Member of the National Council (Switzerland)
- Incumbent
- Assumed office 4 December 2023
- Preceded by: Flavia Wasserfallen
- Constituency: Canton of Thurgau

Personal details
- Born: Nina Schläfli
- Spouse: Martin Rempe
- Children: 1
- Occupation: Politician, historian

= Nina Schläfli =

Swiss politician (born 1990)

Nina Schläfli (born 1 January 1990 in Münsterlingen) is a Swiss historian and politician who currently serves on the National Council (Switzerland) since 2023. She previously served on the Grand Council of Thurgau between 2016 and 2024 as well as on the municipal council of Kreuzlingen between 2012 and 2016. She is a member of the Social Democratic Party of Switzerland.

== Early life and education ==
Schläfli was born 1 January 1990 in Münsterlingen, Switzerland, the oldest of three children, to Ruedi Schläfli and Gabi Schläfli (née Frischknecht).
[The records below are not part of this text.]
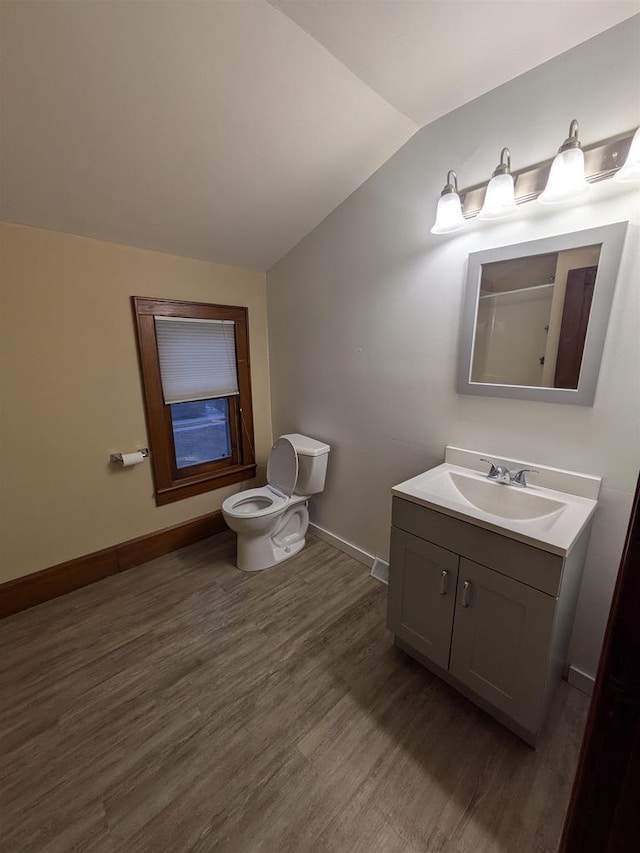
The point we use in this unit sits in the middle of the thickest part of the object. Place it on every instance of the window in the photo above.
(197, 392)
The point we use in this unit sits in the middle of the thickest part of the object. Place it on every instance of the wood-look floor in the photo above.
(186, 706)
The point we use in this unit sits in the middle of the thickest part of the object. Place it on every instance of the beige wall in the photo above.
(71, 394)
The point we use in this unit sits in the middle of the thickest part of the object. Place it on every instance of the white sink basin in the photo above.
(545, 517)
(505, 501)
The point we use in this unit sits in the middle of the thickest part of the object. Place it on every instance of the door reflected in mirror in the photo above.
(532, 318)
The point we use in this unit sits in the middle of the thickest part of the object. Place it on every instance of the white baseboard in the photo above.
(342, 545)
(581, 680)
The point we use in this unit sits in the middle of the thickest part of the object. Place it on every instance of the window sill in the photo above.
(204, 483)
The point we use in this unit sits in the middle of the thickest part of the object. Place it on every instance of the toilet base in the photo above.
(262, 552)
(253, 556)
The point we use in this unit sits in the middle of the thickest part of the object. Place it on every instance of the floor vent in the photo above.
(380, 570)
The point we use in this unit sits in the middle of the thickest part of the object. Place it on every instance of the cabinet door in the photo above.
(422, 593)
(501, 639)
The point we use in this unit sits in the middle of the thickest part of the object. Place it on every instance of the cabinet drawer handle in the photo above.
(444, 577)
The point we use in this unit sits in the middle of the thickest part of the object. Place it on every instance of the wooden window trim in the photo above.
(171, 483)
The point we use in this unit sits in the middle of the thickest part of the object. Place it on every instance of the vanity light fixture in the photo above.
(500, 200)
(631, 169)
(576, 165)
(449, 216)
(566, 179)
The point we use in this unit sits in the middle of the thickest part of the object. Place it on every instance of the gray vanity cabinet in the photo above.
(500, 645)
(422, 596)
(490, 615)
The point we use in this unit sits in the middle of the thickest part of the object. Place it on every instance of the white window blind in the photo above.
(197, 358)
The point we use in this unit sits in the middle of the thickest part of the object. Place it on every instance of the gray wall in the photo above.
(364, 315)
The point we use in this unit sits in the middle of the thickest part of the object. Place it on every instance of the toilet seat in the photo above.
(255, 503)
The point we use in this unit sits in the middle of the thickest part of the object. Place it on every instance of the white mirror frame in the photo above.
(612, 239)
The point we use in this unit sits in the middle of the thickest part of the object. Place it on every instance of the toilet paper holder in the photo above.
(118, 460)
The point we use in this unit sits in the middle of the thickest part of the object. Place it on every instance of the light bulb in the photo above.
(566, 178)
(499, 199)
(631, 169)
(449, 216)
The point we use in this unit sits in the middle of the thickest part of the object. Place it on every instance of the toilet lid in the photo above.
(282, 467)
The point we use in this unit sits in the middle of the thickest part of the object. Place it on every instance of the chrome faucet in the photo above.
(501, 474)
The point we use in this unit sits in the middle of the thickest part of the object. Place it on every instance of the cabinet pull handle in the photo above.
(443, 582)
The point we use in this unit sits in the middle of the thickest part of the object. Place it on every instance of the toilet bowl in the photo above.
(271, 522)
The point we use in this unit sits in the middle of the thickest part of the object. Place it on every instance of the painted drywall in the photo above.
(71, 391)
(364, 316)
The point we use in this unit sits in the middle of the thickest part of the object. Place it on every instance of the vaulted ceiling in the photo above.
(228, 129)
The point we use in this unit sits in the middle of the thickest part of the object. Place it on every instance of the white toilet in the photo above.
(271, 522)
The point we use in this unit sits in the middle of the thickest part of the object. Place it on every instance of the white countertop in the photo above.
(558, 516)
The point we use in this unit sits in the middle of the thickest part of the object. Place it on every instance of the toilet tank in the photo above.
(312, 463)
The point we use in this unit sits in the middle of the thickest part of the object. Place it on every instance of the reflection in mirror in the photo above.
(532, 318)
(535, 314)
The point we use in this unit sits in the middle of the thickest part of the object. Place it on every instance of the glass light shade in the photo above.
(566, 179)
(631, 169)
(449, 214)
(499, 200)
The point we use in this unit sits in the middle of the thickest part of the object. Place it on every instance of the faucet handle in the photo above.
(518, 479)
(493, 471)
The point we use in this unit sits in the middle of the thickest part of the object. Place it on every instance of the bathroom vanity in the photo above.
(484, 581)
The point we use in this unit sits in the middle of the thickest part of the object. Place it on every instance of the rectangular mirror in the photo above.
(535, 317)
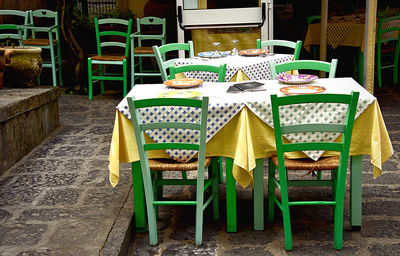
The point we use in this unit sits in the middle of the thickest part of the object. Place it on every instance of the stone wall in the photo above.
(27, 116)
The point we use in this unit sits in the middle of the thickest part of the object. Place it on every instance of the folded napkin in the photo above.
(247, 86)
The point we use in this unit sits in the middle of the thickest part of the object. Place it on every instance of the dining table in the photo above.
(240, 128)
(238, 68)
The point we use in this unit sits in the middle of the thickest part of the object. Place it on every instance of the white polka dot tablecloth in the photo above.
(256, 68)
(224, 106)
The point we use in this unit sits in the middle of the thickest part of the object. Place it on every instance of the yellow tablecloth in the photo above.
(246, 138)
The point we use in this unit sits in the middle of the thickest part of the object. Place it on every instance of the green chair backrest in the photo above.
(13, 30)
(345, 129)
(220, 70)
(282, 43)
(304, 64)
(388, 31)
(161, 51)
(51, 18)
(197, 125)
(313, 19)
(146, 24)
(112, 37)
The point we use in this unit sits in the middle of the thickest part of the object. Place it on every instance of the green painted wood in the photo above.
(231, 219)
(340, 178)
(139, 201)
(258, 195)
(50, 32)
(200, 182)
(304, 65)
(296, 46)
(107, 39)
(162, 51)
(220, 70)
(356, 192)
(139, 39)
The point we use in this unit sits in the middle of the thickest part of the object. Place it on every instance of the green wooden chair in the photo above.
(11, 28)
(304, 65)
(388, 47)
(139, 41)
(159, 165)
(108, 38)
(47, 38)
(310, 20)
(162, 51)
(282, 43)
(220, 70)
(337, 165)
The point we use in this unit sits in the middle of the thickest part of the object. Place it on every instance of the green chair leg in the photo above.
(138, 192)
(258, 195)
(230, 197)
(271, 191)
(90, 78)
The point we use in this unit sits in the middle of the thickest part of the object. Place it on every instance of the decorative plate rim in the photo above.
(297, 81)
(208, 54)
(188, 94)
(174, 83)
(317, 88)
(253, 52)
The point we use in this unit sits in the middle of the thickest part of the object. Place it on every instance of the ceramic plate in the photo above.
(253, 52)
(210, 54)
(190, 94)
(296, 79)
(302, 89)
(181, 83)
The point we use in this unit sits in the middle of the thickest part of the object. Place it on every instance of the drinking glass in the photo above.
(216, 53)
(234, 51)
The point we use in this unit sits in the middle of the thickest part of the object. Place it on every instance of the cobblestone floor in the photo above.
(58, 201)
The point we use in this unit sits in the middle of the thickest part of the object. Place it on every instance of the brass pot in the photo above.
(22, 65)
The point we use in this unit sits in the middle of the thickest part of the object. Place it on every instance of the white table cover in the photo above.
(224, 106)
(256, 68)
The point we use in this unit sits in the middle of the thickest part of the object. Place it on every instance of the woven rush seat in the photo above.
(38, 41)
(109, 57)
(326, 163)
(171, 165)
(143, 50)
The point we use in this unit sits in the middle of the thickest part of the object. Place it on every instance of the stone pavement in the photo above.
(58, 201)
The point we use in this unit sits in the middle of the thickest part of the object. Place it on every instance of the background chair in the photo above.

After completing her Matura she initially studied history and german literature at the University of Constance starting in 2009. She is currently completing her Doctorate, at the Historic Institute of the University of Bern. Her thesis is on historic boats manufactured by Escher Wyss and Sulzer during the years 1836 to 1928.

== Personal life ==
She is married to Martin Rempe and has one child.